I wanted to tell you that I started to “play” with the Data-Explorer plugin and I was impressed by the possibilities it offers, I’m super happy with the tool.

I am grateful to the genius who has come up with the creation of the plugin.

As I’m debugging almost every query I’ve been reading, I’ve created a repository and a list of queries.

When I can, I add improvements to the query as parameters, to make it more dynamic.

You can check the list here:

I have maintained the sources of each query in each file, so that when in doubt about the queries, they can send their doubts to the user who created it.

Thank you for any contributions you want to make, we can also use the repository as a backup of the queries you have.
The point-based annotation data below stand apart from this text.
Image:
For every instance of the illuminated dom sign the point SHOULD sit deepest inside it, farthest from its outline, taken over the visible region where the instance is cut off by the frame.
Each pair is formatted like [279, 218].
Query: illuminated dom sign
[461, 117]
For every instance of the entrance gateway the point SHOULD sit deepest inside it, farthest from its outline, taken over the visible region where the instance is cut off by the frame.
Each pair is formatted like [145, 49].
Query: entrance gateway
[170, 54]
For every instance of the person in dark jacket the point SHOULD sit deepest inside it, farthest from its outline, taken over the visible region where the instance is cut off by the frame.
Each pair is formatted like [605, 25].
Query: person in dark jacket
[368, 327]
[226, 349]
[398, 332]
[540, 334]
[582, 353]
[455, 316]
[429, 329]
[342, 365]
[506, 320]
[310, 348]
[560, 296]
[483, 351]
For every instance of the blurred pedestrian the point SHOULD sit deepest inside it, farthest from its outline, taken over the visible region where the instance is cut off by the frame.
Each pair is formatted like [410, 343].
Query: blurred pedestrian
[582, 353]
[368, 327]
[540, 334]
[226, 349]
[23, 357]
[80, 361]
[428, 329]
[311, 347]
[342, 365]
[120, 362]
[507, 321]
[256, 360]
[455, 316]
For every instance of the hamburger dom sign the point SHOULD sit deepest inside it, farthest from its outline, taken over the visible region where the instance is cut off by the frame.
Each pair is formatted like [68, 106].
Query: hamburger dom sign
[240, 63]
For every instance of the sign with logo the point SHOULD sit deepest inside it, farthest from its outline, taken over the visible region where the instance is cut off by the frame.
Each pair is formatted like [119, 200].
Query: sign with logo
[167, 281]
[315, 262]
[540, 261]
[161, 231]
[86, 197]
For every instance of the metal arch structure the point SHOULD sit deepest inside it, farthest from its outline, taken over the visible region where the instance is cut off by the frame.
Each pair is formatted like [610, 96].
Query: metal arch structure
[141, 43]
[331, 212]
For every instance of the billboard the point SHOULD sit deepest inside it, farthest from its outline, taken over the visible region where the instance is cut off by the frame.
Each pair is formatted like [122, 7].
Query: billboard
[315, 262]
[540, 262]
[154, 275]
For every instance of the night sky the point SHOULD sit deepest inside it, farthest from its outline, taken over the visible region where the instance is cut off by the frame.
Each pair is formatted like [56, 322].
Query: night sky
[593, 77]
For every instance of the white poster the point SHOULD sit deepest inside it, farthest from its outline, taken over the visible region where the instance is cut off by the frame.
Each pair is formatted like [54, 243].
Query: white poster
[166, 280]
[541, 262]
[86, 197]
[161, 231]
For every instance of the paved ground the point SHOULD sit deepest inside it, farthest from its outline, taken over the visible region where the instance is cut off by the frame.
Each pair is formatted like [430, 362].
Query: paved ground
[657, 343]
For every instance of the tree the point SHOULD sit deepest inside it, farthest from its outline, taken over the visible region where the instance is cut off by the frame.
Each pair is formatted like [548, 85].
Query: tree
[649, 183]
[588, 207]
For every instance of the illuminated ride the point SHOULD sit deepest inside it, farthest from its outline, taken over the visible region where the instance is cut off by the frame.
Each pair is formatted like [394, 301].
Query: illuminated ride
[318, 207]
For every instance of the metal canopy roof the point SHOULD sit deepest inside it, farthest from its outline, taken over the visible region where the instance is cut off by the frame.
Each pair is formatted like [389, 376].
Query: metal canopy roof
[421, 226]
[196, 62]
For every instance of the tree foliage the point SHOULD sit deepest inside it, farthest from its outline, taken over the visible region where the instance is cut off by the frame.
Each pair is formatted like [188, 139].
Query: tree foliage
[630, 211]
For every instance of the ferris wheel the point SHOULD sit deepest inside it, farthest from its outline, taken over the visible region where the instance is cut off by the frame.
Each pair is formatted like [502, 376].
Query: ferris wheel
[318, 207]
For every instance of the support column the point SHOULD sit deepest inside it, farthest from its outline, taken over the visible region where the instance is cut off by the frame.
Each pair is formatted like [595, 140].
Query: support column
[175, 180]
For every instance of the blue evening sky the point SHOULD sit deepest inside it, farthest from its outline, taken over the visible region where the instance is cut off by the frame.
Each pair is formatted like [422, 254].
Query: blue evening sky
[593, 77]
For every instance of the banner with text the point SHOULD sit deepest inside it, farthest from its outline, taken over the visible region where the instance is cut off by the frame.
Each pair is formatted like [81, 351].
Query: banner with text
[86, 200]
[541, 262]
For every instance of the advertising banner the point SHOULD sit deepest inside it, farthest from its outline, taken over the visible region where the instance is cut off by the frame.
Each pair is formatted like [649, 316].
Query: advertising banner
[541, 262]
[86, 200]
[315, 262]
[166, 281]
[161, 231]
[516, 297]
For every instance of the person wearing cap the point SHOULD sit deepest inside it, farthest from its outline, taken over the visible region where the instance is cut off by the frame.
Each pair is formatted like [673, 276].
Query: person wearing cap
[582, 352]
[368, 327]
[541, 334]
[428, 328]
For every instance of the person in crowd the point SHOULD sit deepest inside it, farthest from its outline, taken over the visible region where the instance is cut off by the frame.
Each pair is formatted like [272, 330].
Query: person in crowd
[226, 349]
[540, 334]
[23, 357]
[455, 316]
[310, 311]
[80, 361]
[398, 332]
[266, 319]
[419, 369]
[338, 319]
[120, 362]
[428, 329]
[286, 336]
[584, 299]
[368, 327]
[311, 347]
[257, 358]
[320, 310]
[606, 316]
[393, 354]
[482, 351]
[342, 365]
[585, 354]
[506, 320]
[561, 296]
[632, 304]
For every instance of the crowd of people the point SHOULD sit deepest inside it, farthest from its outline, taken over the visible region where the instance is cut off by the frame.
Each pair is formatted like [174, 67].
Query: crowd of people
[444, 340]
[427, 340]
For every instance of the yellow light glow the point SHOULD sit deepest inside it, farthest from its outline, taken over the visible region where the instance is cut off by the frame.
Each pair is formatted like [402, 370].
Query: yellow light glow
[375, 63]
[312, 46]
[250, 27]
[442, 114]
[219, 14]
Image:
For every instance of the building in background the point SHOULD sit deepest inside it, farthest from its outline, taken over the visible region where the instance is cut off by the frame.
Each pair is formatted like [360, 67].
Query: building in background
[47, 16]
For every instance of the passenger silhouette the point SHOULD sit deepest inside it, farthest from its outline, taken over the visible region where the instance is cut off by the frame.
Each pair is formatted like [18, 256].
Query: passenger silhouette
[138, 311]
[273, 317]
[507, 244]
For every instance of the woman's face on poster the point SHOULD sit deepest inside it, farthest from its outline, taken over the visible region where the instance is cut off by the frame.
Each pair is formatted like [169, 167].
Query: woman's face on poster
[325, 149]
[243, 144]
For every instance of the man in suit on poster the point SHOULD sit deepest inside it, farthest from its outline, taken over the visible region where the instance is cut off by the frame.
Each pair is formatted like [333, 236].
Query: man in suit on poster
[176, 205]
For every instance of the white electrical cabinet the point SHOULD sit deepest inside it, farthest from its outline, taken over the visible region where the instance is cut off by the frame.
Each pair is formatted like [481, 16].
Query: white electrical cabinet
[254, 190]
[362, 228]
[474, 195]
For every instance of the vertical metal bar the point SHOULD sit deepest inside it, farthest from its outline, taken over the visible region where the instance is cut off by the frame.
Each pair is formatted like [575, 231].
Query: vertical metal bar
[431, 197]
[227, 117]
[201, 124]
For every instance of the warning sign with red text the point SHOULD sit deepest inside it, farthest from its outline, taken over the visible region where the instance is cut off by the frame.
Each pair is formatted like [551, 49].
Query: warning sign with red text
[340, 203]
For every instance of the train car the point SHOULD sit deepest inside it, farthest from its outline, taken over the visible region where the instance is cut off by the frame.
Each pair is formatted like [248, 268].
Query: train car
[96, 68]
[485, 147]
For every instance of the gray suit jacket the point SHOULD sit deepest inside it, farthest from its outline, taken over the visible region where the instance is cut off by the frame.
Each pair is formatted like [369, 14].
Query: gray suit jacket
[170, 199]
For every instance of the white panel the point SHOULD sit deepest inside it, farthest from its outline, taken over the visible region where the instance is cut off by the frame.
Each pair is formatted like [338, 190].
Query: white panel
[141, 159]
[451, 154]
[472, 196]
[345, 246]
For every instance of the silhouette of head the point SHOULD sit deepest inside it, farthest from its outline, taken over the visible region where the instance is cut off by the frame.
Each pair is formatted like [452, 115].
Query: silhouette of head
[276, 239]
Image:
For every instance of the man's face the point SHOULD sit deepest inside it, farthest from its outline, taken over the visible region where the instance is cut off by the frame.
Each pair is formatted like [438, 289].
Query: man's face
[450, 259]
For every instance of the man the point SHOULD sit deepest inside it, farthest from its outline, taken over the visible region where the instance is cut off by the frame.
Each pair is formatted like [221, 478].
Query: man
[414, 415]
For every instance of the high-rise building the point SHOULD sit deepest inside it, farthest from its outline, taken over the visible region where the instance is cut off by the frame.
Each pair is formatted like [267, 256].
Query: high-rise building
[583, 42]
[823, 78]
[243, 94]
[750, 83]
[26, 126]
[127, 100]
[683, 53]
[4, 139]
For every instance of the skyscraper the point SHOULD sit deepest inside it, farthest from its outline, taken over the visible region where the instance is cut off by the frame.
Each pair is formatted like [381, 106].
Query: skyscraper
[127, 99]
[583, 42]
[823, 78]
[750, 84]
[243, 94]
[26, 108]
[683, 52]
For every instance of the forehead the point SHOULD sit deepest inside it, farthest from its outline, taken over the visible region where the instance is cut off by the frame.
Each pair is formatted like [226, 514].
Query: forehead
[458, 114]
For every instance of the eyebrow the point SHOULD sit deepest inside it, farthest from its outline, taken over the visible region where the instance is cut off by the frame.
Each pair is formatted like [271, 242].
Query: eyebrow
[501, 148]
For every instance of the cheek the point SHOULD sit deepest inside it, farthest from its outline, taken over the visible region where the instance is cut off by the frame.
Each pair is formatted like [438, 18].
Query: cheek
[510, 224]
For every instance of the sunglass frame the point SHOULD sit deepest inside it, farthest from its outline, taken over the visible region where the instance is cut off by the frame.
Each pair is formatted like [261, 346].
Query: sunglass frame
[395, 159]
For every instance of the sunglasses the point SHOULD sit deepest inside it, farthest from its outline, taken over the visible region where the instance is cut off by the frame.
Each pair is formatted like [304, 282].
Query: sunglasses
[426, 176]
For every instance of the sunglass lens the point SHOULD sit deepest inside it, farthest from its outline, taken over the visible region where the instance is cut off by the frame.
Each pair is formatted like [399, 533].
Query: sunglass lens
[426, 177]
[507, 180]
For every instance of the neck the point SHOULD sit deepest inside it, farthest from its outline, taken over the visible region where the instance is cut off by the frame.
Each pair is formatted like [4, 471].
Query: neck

Thank you in advance for making this possible.

A hug from Argentina,
SidV

10 Likes

9 posts were split to a new topic: Load Data Explorer queries from library

Is there an easy way of modifying these queries so as to exclude

  • myself
  • certain staff
  • all staff?

Thinking a bit more along these lines, wouldn’t a comparison between the metrics for all_users with all_users_minus_staff be an interesting measurement in itself? Call it “community independence” or so. If your community develops well, you’d want to see the the role of staff gradually disappear. This will be most relevant in small communities but it should be possible to normalize the measure by only looking at the 100 or 1000 most active users…